Орландо. Возможно-ли, чтобы при столь короткомъ знакомствѣ она уже понравилась тебѣ? И только увидѣвъ ее, ты уже влюбился? И, влюбясь, уже сдѣлалъ предложеніе? и она тотчасъ-же приняла его? И ты твердо рѣшился обладать ею?

Оливеръ. Не ставь вопроса о моемъ легкомысліи, о ея бѣдности, о слишкомъ кратковременномъ нашемъ знакомствѣ, о моемъ поспѣшномъ предложеніи и ея поспѣшномъ согласіи, но говори вмѣстѣ со мною, что я люблю Аліену, а съ нею, что она любитъ меня; самъ-же ты согласись съ обоими нами, въ домъ, что мы можемъ соединиться, и это будетъ къ твоему-же благу, потому что я отдамъ тебѣ и домъ нашего отца, и всѣ доходы, принадлежавшіе старому синьору Роланду, а самъ стану жить здѣсь и умру пастухомъ.

Входитъ Розалинда.

Орландо. Я соглашаюсь. Пусть свадьба ваша совершится завтра-же; я приглашу на нее герцога и всѣхъ его веселыхъ приверженцевъ. Поди и приготовь къ тому Аліену; ты видишь, сюда идетъ Розалинда.

Розалинда. Богъ въ помочь, братъ!

Оливеръ. И тебѣ, сестра.

Розалинда. О, дорогой Орландо, какъ грустно мнѣ, что у тебя сердце въ перевязкѣ!

Орландо. Только рука.

Розалинда. Я думала, что когти львицы поранили тебѣ и сердце.

Орландо. Оно поранено, но слезами одной дамы.

Розалинда. Разсказывалъ тебѣ твой братъ о моемъ притворномъ обморокѣ. когда онъ показалъ мнѣ твой платокъ'?

Орландо. Да, и еще о большихъ чудесахъ.

Розалинда. О, я понимаю, на что ты намекаешь… Дѣйствительно, не случалось ничего столь внезапнаго, развѣ что драка двухъ барановъ или хвастливый возгласъ Цезаря: «пришелъ, увидѣлъ, побѣдилъ». Твой братъ и моя сестра, лишь только встрѣтились, такъ воззрились другъ на друга; лишь только воззрились, влюбились; лишь только влюбились, стали вздыхать; лишь только завздыхали, такъ спросили другъ друга о причинѣ того; лишь только узнали причину, стали искать исцѣленія, и такъ, но ступенькамъ, устроили себѣ пару лѣстницъ къ браку, по которымъ они должны взобраться не воздерживаясь, чтобы не стать невоздержанными до брака. Они въ полной любовной ярости и готовы схватиться; ихъ не разнимешь и палками!

Орландо. Они обвѣнчаются завтра, и я приглашаю герцога къ брачному обряду. Но, какъ горько смотрѣть на счастье сквозь глаза другого человѣка! На сколько усилится у меня завтра на сердцѣ тяжесть, при мысли моей о счастіи брата, получившаго то, чего онъ желалъ!
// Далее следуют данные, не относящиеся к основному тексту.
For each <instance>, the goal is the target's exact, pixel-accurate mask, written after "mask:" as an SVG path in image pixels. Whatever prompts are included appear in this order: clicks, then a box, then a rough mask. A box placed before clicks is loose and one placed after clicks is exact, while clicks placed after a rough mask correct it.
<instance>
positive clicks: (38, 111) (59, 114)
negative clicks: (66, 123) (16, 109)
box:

Розалинда. Что-же, развѣ я не могу завтра служить вамъ за Розалинду?

Орландо. Я не могу жить долѣе только мечтою.

Розалинда. Я не буду мучить васъ болѣе пустымъ разговоромъ. Знайте-же отъ меня… я говорю теперь съ извѣстной цѣлью… что я признаю васъ за достойнаго синьора. Сказываю это не для того, чтобы вы возымѣли хорошее мнѣніе о моемъ разсудкѣ, видя, что я понимаю, каковы вы. Не стараюсь я тоже заслужить отъ васъ уваженія болѣе той малой мѣры, которая нужна для поселенія въ васъ довѣрія, ради вашей-же пользы, а не ради моего собственнаго восхваленія… Повѣрьте-же мнѣ, прошу васъ, что мнѣ доступны чудныя дѣла: съ моего трехлѣтняго возраста, я былъ въ сношеніи съ чародѣемъ, весьма могущественнымъ въ своемъ искусствѣ, хотя и не вѣдавшимся съ нечистымъ. Если вы такъ любите Розалинду, какъ это выдается всѣми вашими движеніями, то вы можете жениться на ней, когда вашъ братъ женится на Аліенѣ. Я знаю, до какой крайности доведена она судьбою, и мнѣ возможно, если вы не найдете въ томъ неудобства, вызвать ее завтра вамъ на глаза, въ ея человѣческомъ образѣ, безъ всякой опасности.

Орландо. Говоришь ты серьезно?

Розалинда. Клянусь жизнью, которою я дорожу, хотя и говорю, что я чародѣй. Поэтому одѣнься въ свое лучшее платье, пригласи своихъ друзей, потому что если ты желаешь жениться завтра, то и женишься, и на Розалиндѣ, если ты этого хочешь.

Входятъ: Сильвій и Феба.

Смотри, идетъ сюда влюбленная въ меня и влюбленный въ нее.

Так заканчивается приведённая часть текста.